Persevering, though, I made my way to photography's first truth: the camera does not record light the same ways our eyes do.
Fast forward many years and I now fully appreciate that a good photographer can look at a scene and instantly know how their gear will translate it. They understand how different film stocks render, how different sensors have varying strengths, how color will or won't be imitated, how a scene might flare through a given lens and how that flare might or might not be useful, how that red flower or that blue dress will map to a tone of gray when shooting black and white, how that red filter will shift those tonal relationships, how a large aperture will capture a very different scene than a small aperture, and on and on.
Photography is a narrowing process, taking the inherently wide gamut of human vision and pushing it through the limiting confines of sensor and electronic processing (or emulsion and chemistry) and optics. What results is a smaller gamut version of what we saw with our eyes.
What distinguishes every serious photographer in the world from the multitudes wielding their ubiquitous cell phone cameras is their knowledge of those limitations, of that narrowing process.
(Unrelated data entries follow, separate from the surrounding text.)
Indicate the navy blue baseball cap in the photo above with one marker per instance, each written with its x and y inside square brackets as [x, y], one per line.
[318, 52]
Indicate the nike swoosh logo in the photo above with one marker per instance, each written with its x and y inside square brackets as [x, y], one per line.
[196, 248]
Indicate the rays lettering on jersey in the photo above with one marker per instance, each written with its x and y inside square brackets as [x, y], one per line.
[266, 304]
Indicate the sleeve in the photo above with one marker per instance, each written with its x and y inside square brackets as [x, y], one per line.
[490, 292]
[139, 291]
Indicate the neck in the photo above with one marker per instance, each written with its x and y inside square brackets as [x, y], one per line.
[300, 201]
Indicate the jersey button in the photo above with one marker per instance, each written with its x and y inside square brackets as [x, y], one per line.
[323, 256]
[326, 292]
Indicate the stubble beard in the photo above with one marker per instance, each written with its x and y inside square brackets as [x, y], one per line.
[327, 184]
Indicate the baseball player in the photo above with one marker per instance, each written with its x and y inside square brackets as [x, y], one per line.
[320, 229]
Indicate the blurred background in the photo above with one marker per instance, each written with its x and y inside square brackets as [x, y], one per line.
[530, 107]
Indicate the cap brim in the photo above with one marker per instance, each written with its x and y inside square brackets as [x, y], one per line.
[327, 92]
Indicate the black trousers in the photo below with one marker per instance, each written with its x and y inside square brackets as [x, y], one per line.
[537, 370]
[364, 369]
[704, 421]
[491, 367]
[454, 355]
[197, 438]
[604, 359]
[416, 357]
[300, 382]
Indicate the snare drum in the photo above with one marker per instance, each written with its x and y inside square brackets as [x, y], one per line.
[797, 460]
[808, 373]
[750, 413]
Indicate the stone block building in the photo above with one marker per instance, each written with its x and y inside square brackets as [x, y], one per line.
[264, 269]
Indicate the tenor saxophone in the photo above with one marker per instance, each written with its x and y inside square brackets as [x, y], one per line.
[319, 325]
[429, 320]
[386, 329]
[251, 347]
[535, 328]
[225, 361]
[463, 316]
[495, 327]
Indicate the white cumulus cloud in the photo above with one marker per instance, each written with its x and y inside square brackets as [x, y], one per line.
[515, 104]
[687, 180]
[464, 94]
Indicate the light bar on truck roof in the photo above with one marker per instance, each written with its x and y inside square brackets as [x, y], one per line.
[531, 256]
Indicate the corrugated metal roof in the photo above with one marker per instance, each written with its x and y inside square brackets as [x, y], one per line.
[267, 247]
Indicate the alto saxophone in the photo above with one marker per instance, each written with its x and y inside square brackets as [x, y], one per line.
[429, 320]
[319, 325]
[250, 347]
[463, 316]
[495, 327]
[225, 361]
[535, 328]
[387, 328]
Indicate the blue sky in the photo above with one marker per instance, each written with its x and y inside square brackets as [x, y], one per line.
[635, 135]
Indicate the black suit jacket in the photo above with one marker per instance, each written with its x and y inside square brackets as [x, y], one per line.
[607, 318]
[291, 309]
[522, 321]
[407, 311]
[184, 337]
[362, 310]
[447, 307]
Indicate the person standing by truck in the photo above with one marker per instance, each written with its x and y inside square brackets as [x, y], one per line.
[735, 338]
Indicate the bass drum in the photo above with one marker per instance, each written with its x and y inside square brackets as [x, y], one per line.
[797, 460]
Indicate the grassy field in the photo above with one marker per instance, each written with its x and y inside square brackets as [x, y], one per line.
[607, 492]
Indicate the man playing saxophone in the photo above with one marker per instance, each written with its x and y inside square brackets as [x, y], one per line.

Every good photographer I've ever known can predict how an image will be rendered, by whatever equipment they have at hand, long before they press the shutter.
Printmaking is a further narrowing, into an even smaller gamut.
A master printmaker in the darkroom didn't print by rote. When they chose a particular paper, or a particular contrast, when they dodged this, or burned that, when they decided to leave a print in the enlarger for an extra fifteen seconds, they didn't do it blindly. They did it because of a particular look they sought. They did it knowingly, predicting the result they would achieve.
We, most of us, seek the same thing in digital printing. We make changes in our editing software knowingly, fully expecting - predicting - how those changes will be rendered on paper. Soft proofing with ICC-managed profiles, done properly - which is to say with the requisite knowledge, process, and equipment - allows us to pre-visualize what we're trying to achieve, then provides a straightforward path to doing so.
Which isn't to say there aren't black-box approaches that don't provide good results. But just as I don't know any great photographers who don't pre-visualize the images they are making, I don't know any master printmakers who throw darts at the wall, hoping for a nice print.